Quant5 wrote:
"Yes, they did but the Gulags stopped in the sixties."
Excerpt from Inside Story: World Report, 1995 (well after the Soviet Union "Collapsed").
Concentration camp survivor Avraham Shifrin was able to leave the Soviet Union in 1970 and move to Israel, where he established the Research Center for Prisons, Psychprisons and Forced Labor Concentration Camps of the USSR. He published his comprehensive research on Soviet camps in 1980, indicating more than 2,000 concentration camps were active-including 119 camps for women and children and at least 41 death camps.1 By 1990, Shifrin reported that some 2,500 camps were now holding an expanded population of 7 million inmates under Mikhail Gorbachev's regime.2
But more chillingly, Shifrin has recently discovered that the "former" Soviet Union under Boris Yeltsin is rapidly building many new camps throughout the country, in addition to the thousands of ongoing camps. These still-empty camps could serve to hold vast numbers of Western Europeans once the Red Army moves into Germany, Italy, France, and England.
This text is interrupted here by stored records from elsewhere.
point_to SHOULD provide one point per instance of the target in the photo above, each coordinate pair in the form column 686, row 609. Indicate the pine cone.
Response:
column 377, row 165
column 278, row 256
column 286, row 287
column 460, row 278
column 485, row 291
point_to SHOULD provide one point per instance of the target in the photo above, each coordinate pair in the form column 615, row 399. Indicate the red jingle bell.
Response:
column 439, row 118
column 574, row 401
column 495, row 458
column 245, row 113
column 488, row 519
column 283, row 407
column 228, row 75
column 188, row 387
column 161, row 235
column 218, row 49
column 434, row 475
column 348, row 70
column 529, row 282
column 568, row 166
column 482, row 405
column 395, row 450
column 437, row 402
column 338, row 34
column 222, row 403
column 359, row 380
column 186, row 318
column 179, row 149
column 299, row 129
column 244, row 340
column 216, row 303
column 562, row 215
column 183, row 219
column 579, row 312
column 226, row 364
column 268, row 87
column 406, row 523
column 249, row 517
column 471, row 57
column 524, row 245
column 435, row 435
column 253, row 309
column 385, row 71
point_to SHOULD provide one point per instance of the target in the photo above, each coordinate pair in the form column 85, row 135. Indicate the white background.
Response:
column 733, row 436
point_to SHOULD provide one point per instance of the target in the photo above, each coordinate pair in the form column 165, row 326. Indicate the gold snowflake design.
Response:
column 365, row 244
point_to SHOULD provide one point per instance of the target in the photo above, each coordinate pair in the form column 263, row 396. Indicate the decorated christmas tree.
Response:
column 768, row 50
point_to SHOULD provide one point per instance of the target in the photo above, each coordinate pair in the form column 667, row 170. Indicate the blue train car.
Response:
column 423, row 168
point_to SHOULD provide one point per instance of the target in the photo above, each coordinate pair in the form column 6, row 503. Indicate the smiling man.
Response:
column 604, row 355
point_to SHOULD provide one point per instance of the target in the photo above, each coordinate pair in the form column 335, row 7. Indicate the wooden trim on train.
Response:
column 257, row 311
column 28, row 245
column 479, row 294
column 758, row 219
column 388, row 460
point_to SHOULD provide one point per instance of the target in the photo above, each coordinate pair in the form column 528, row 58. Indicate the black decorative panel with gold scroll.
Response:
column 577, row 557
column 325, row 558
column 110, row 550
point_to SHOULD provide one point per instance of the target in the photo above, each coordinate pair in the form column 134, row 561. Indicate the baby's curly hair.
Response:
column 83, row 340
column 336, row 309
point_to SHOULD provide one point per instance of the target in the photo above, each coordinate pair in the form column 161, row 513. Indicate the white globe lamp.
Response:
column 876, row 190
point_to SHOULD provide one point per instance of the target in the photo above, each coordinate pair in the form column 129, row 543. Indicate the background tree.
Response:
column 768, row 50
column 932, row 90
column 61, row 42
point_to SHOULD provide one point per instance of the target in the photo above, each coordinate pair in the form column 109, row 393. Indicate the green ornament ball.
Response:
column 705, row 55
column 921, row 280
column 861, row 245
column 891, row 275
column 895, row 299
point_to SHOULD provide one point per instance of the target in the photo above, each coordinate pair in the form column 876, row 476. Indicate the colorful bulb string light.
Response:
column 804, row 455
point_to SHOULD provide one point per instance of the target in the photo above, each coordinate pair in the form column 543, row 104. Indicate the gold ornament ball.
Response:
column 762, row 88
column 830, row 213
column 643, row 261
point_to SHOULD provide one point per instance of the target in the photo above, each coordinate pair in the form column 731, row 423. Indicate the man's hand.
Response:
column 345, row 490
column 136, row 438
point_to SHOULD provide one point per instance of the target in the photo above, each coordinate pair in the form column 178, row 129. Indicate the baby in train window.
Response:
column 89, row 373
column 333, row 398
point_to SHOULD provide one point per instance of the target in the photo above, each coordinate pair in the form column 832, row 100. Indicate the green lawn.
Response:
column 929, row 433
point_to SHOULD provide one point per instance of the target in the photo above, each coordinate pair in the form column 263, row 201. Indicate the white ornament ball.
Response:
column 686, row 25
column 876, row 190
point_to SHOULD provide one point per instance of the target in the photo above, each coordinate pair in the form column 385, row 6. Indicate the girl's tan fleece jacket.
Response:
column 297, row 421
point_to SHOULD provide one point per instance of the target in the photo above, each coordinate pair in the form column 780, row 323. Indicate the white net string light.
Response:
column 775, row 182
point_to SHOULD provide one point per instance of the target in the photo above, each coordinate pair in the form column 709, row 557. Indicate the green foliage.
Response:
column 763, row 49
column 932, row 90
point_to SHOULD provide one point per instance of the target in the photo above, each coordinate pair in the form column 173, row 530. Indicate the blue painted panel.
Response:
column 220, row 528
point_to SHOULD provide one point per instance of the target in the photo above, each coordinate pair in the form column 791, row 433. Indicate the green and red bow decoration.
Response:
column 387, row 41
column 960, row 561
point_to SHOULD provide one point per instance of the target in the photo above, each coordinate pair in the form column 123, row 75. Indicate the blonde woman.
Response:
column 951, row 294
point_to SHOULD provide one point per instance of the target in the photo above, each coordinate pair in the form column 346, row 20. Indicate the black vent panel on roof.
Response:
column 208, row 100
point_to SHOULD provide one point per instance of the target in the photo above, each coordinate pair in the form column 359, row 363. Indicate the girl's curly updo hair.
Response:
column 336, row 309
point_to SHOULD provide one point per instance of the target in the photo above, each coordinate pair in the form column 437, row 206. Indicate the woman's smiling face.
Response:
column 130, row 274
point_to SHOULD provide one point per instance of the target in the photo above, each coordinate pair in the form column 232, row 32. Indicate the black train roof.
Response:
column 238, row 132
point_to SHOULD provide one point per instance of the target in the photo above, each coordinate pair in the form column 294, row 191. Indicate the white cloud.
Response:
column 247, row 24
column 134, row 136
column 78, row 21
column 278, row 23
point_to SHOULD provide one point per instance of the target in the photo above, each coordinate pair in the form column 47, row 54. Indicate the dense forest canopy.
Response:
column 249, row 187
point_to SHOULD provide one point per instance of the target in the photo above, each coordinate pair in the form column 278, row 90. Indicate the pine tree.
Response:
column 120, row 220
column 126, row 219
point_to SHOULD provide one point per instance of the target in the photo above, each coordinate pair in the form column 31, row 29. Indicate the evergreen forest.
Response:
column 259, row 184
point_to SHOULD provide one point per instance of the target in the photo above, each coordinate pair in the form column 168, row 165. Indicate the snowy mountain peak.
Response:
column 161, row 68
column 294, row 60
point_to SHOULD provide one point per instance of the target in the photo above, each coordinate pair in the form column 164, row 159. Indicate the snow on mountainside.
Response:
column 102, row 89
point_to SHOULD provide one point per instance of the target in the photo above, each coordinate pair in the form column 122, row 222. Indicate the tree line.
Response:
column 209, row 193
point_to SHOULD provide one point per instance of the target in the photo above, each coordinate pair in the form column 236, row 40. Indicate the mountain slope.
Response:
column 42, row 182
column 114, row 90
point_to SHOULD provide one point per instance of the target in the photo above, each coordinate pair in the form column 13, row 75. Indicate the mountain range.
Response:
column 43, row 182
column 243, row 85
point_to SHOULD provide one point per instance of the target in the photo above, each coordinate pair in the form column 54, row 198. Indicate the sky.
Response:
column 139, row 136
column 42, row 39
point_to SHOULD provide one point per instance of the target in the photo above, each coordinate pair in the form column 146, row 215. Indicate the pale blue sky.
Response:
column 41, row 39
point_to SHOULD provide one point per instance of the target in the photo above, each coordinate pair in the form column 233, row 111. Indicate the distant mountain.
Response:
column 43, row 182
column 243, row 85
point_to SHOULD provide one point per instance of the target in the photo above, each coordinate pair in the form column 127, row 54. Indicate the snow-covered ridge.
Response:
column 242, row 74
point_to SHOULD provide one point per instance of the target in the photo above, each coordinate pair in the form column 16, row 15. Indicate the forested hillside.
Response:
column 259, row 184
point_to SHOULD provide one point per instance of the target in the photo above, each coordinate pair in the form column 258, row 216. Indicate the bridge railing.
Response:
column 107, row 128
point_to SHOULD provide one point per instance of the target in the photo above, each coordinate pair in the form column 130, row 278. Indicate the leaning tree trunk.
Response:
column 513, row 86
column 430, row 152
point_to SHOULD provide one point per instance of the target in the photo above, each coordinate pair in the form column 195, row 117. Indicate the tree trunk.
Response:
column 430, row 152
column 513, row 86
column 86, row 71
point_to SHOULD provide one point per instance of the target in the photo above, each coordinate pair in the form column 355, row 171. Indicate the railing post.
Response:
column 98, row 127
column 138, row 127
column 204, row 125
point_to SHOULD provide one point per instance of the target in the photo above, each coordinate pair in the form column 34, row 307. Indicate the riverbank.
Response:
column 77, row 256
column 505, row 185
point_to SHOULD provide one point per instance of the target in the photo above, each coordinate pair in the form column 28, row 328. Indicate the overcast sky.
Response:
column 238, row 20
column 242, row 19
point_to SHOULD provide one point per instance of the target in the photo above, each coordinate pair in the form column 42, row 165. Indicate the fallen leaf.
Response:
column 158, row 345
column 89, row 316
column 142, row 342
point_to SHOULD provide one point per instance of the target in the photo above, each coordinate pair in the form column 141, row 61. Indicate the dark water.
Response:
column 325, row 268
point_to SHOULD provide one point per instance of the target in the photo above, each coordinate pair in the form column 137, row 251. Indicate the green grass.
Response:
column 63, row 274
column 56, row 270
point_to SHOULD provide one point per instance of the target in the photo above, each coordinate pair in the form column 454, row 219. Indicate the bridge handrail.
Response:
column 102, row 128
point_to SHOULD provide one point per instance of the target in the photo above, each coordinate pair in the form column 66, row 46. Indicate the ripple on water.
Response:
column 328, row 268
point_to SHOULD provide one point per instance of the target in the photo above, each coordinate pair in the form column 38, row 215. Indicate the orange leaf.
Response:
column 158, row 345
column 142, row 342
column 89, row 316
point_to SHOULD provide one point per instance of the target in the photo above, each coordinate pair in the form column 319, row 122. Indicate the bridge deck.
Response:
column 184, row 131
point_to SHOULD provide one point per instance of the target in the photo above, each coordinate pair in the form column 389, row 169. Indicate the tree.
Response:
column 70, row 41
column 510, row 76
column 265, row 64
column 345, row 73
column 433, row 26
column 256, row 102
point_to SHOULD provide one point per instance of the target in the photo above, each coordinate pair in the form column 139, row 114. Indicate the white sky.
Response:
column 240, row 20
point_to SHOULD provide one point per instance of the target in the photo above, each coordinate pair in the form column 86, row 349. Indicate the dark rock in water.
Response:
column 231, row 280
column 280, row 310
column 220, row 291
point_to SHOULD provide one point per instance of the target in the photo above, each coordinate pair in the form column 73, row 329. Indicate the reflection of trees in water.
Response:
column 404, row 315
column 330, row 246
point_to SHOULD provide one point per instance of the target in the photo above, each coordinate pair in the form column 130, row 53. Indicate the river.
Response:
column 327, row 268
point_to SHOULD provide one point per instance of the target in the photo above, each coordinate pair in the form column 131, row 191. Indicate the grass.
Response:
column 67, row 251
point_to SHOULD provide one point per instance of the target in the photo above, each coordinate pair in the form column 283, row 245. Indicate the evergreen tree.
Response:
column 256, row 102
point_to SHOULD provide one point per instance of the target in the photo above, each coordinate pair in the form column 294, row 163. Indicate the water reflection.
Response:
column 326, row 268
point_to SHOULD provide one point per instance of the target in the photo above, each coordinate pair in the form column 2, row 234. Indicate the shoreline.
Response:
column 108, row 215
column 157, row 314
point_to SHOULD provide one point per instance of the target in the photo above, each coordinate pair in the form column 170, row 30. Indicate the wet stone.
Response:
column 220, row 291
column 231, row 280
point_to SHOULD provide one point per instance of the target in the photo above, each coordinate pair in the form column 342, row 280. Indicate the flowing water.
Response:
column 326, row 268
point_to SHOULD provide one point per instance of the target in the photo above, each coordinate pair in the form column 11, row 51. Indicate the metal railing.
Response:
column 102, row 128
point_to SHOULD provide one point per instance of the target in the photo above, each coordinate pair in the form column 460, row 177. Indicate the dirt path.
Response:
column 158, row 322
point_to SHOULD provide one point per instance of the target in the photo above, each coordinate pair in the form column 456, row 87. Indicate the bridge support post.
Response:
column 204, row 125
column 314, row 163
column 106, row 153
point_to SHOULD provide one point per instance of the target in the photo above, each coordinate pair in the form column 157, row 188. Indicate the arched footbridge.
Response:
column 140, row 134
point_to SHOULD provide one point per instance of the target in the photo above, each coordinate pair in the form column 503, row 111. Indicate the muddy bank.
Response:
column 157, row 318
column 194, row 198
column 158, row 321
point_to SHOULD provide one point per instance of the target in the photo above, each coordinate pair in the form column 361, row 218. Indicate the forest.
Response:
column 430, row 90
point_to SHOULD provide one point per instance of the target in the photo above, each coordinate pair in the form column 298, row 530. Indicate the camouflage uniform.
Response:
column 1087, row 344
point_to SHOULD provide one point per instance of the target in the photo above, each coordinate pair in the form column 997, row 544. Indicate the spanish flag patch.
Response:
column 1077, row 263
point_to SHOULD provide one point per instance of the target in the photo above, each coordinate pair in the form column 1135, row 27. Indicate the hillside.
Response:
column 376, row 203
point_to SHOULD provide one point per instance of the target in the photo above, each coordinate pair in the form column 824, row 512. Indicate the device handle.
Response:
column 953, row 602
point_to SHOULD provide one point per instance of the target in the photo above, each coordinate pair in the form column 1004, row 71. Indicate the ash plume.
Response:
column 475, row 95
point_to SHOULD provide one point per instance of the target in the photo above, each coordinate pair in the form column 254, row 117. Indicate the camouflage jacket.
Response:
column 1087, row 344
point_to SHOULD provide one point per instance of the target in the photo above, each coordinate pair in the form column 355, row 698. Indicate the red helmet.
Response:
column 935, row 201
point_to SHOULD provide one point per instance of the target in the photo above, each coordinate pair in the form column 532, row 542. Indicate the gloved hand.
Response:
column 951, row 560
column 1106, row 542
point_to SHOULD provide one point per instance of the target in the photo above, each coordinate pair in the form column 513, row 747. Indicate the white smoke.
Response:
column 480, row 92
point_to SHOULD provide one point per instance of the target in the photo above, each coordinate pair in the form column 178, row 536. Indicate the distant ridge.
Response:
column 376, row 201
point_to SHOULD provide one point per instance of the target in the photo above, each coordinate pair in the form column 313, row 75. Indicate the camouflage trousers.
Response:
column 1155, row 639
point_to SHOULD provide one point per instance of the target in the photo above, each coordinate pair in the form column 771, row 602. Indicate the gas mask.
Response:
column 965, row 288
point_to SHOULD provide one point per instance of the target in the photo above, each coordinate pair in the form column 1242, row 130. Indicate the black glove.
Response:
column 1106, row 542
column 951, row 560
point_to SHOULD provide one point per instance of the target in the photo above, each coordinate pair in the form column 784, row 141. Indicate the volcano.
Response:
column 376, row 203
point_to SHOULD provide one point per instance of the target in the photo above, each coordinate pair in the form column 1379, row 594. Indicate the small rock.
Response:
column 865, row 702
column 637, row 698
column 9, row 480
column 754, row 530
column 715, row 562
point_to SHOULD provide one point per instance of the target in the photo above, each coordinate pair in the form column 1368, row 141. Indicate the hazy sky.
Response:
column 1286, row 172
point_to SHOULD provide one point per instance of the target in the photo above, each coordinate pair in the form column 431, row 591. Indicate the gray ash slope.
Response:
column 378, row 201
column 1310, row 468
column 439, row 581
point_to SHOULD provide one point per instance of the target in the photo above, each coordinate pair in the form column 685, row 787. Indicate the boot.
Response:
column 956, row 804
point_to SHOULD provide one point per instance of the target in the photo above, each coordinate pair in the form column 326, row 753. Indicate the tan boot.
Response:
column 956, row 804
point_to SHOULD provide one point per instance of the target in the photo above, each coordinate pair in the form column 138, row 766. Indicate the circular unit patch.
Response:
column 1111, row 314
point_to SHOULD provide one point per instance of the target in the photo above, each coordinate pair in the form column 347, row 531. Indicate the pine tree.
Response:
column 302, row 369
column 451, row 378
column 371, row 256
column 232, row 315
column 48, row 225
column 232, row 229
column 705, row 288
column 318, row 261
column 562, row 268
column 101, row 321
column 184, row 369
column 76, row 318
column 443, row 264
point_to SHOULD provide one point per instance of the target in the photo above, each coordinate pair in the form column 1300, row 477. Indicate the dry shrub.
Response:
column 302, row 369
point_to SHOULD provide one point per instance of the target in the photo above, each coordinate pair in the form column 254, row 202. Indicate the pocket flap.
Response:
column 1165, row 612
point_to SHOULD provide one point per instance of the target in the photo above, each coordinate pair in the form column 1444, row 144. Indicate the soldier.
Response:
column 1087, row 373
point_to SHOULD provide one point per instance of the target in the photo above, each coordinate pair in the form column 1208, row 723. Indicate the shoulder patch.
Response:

Since the "collapse" of Soviet Communism in 1991, Moscow has opened to the public a tiny handful of old camps, mostly in Siberia. But the other 2,500 camps remain in full operation, exterminating large numbers of citizens under a continuing regime of terror. The Soviet propaganda works only because most Americans never understood the severity of Communist oppression in the first place.
11 Shifrin, A., First Guidebook to Prisons and Concentration Camps of the Soviet Union, Bantam Books, NY, 1982, esp. pp. 10, 19-21, 31-35.
12 Shifrin, A., "A Performance: Glasnost and Perestroika," an open letter, Jan. 1990.